P: Aboard the cruiser Houston, chaperoned by "CINCUS" Claude Charles Bloch, the President reviewed 67 warships which steamed by on the Bay. Then he entrained at Oakland for a night ride to Yosemite National Park, a day motoring through its forests and canyons. Another night train took him to Los Angeles where, from the platform in the station, he at last said (coldly) his good word for "an old friend of mine," Senator McAdoo. Referring to a letter of last winter when he urged Mr. McAdoo to run again, Franklin Roosevelt said: "I meant I hoped he would be reelected, too!"

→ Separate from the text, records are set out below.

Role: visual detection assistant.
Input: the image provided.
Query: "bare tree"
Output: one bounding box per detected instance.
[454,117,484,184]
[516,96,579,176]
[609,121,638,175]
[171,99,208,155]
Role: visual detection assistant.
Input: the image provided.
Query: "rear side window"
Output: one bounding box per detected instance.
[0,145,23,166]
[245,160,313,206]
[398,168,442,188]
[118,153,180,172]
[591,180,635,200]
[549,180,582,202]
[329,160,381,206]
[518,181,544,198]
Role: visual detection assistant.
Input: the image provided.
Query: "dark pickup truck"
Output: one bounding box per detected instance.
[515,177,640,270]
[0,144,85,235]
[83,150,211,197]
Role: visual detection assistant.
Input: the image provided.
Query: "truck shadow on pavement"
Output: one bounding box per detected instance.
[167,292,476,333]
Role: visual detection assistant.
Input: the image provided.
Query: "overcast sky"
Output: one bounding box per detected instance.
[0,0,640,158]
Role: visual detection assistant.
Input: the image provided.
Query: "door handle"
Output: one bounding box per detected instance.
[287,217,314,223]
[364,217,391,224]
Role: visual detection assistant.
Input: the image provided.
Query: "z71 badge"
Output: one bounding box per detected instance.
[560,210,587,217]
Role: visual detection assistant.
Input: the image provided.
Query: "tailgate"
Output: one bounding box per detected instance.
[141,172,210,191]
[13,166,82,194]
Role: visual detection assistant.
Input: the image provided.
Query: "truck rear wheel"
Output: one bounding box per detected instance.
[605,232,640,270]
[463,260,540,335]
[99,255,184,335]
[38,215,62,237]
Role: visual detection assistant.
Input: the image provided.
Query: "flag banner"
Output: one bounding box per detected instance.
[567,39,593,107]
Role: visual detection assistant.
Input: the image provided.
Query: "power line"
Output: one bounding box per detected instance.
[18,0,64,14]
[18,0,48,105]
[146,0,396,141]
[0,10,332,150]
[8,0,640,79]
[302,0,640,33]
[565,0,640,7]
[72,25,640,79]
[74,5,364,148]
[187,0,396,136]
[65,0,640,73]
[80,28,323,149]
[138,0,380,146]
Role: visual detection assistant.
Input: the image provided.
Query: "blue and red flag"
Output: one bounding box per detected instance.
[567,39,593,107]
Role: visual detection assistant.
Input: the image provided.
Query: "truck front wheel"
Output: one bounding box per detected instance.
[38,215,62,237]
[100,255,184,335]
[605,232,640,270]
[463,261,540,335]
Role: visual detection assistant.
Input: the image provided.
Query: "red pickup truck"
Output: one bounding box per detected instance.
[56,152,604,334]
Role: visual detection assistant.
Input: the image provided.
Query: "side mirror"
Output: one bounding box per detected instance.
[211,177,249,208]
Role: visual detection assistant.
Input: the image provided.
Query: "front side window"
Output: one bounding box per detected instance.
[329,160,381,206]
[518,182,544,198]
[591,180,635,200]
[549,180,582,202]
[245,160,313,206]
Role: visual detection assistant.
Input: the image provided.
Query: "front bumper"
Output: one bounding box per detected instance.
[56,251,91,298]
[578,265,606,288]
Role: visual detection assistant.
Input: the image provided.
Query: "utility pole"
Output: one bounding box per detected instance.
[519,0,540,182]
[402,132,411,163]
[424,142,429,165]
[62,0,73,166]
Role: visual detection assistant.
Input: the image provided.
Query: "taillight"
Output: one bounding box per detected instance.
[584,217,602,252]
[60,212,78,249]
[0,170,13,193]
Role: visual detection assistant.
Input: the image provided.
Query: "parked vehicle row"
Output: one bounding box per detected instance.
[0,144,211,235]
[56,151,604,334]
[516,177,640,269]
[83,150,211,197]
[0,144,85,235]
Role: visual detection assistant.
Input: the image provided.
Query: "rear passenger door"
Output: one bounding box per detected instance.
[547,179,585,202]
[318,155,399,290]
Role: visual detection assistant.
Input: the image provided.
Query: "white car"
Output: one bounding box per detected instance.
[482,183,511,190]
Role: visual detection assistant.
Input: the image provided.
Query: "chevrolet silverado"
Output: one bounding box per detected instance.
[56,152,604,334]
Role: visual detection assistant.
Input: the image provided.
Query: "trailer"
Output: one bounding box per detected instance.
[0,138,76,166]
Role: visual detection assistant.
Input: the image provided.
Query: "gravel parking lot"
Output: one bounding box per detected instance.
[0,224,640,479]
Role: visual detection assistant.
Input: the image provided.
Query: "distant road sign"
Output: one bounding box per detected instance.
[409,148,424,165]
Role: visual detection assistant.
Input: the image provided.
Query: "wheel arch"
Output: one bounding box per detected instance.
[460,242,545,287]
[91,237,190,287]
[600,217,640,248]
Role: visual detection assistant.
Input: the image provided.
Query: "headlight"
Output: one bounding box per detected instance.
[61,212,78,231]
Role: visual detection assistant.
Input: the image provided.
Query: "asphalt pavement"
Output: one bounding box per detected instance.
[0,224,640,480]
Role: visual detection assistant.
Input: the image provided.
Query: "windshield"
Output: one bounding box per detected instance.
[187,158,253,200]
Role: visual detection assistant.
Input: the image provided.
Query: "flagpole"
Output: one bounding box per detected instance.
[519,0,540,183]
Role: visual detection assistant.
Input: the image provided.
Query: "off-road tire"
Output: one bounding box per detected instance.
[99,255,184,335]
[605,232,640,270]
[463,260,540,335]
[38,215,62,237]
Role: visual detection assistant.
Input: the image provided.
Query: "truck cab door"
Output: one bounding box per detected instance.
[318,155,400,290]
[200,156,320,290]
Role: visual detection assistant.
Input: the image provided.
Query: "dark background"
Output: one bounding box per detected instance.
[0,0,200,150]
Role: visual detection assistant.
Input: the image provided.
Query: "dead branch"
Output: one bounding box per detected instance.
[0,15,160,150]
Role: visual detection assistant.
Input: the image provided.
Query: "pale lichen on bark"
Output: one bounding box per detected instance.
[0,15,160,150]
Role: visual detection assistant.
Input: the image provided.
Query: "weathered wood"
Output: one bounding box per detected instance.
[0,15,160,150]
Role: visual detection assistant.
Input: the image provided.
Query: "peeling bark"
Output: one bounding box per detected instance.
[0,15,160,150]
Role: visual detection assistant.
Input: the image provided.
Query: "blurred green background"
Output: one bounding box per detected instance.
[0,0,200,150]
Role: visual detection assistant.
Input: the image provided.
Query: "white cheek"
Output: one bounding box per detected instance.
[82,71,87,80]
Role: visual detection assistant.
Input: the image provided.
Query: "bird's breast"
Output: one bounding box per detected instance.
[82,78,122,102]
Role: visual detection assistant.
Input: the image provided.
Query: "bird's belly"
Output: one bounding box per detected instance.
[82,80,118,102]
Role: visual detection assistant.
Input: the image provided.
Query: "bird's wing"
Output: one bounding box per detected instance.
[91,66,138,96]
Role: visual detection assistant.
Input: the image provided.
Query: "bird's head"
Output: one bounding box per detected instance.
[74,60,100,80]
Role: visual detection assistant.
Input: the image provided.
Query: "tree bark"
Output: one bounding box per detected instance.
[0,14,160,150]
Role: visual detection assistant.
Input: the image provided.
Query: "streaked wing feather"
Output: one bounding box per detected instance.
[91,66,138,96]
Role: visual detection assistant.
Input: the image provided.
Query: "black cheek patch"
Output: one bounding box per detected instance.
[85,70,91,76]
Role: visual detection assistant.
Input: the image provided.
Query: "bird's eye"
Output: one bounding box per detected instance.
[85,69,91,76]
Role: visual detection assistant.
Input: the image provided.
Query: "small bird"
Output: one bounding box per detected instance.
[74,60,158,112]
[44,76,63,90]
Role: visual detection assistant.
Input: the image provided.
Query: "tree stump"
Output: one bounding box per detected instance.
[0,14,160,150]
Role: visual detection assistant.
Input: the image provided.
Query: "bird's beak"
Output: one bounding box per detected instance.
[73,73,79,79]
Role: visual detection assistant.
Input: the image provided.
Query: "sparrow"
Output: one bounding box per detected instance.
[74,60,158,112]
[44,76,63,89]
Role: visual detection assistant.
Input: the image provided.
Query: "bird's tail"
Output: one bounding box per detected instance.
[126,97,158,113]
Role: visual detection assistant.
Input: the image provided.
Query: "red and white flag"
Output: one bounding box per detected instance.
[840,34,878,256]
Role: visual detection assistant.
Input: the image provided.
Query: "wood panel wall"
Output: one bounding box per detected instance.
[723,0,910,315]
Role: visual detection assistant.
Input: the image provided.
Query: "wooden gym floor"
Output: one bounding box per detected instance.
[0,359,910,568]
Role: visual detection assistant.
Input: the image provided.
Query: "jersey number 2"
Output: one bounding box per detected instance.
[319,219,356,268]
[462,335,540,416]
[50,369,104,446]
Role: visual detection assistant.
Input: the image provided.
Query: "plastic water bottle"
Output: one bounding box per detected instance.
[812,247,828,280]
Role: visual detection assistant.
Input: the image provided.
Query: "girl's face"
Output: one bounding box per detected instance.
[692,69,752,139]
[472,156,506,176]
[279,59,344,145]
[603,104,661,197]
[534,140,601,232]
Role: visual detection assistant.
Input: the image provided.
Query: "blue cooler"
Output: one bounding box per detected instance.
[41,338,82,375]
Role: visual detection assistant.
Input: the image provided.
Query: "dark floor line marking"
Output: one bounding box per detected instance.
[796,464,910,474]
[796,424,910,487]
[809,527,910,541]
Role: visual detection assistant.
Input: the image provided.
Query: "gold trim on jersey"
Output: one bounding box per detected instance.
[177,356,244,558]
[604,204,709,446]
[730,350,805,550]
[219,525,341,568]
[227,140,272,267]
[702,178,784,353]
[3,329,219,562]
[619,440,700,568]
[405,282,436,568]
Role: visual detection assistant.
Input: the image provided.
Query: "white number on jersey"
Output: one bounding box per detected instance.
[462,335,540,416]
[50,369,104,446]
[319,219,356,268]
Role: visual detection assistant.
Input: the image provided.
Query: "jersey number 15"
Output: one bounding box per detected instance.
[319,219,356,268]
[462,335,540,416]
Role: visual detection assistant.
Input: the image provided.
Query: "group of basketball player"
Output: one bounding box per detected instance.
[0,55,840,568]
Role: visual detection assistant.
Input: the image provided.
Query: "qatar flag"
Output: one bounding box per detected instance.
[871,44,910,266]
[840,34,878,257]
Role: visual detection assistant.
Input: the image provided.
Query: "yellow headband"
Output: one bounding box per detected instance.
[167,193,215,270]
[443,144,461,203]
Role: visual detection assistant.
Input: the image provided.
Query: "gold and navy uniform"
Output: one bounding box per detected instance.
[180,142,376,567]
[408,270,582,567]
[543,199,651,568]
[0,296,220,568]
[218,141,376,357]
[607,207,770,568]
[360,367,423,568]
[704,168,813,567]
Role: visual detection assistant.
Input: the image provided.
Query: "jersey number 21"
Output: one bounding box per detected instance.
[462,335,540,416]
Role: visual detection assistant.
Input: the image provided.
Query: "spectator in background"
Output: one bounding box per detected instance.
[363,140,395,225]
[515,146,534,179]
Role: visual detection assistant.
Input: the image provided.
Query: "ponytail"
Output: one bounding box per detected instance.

This did not please Mr. McAdoo's chief primary opponent, Sheridan Downey, one of whose complaints is that "Old Friend" McAdoo, if given another six-year term this autumn, will be 81 before it expires.
P: Paramount fact of Franklin Roosevelt's "look-see" trip was this: Starting as a statesmanlike sortie into certain critical primary elections, it ended as a march of personal triumph. The "outstanding personality of the generation" (San Francisco's anti-New Deal Chronicle) had overshadowed every factual issue of his administration. Pointing this up was a terse testimonial from some Colorado steelworkers:
"The condition of affairs not only in the United States but in the world demands a firm hand to guide this nation, not only for the two years to come, but for the four years to follow.
"We are fearful for the welfare of the U. S., as well as the peace of the world, if one less courageous, determined and intelligent were elected in 1940 to guide the destiny of this country. With this in mind, we most respectfully request, and most urgently request the President to be a candidate to succeed himself in 1940."